Professor Elizabeth Grillo’s classroom at West Chester University sounds like the world’s most polite traffic jam.
On a recent Thursday, in orderly succession, her students mimicked the sound of a car horn — “BEEP! BEEP!” — before reciting something mundane in the same register as those “beeps.”
You try it.
Now hold your nose, and try to make the same sound again.
To do this vocal exercise successfully, you have to use something called oral twang — so named because it forces you to use your oral cavity (aka mouth) and a muscle called the aryepiglottic sphincter (no giggling, please).
This probably means nothing to you. But if you’re a teacher, it could be the difference between a happy day at the office and prohibitive pain.
Oral twang allows you to project your voice without hammering hard on your true vocal folds, the tissue that typically vibrates when you talk.
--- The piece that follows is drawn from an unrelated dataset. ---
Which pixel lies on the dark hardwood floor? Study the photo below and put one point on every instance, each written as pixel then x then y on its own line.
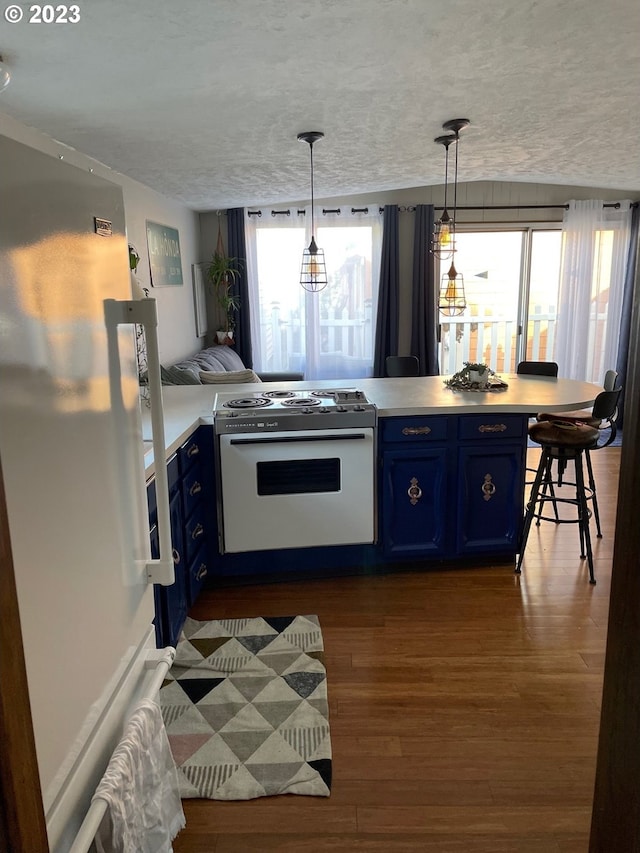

And teachers talk a lot.
“They are vocal athletes,” said Grillo. “They talk nine hours a day nonstop.”
Grillo, a speech-language pathologist, wants to train these “athletes” the right way before they get to the big leagues.
This school year, she helped teach 75 aspiring teachers in West Chester’s education department the science of speaking. She’s now tracking their progress as student teachers, using data from an app that measures the tone and strength of their voices over time.
With a grant from the National Institutes of Health, Grillo hopes to prove that this combination of pedagogy and technology can help teachers overcome a recurring problem.
Teachers are about twice as likely as average workers to have a voice problem, according to one study, and more than half of teachers say they’ve had some sort of voice disorder during their career. In 2001, a pair of researchers estimated those raspy-voiced teachers may have cost the economy $2.5 billion a year in missed days and medical treatment.
Grillo believes teacher prep programs could reduce those numbers with some simple voice training. Her intervention includes three, one-hour sessions where prospective teachers learn three vocal patterns that help alleviate stress on the vocal folds.
“I just want them to be able to hear and feel that difference,” Grillo said.
Grillo teaches a “falsetto” method for one-on-one conversations and a method called “new voice” for when teachers speak at a normal volume. Oral twang is for those megaphone moments, the kind that can lead to lesions and other problems if a teacher isn’t careful.
Hannah Kaptur stumbled into those hazards shortly after she began student teaching at Rainbow Elementary School in Coatesville, Pennsylvania, last fall.
“I would feel really hoarse by the end of the day,” she said. “My voice would sound really creaky — almost like a frog.”
Kaptur attended Grillo’s three lessons during her first semester and has been using the app to track her progress ever since. Her biggest problem was something called “slack” — a Jeff Spicoli-esque tendency that savages the vocal folds.
Kaptur’s been battling “slack” ever since and feels she’s making progress.
“Now I don’t notice much of a difference at all between my voice in the morning and in the afternoon,” she said.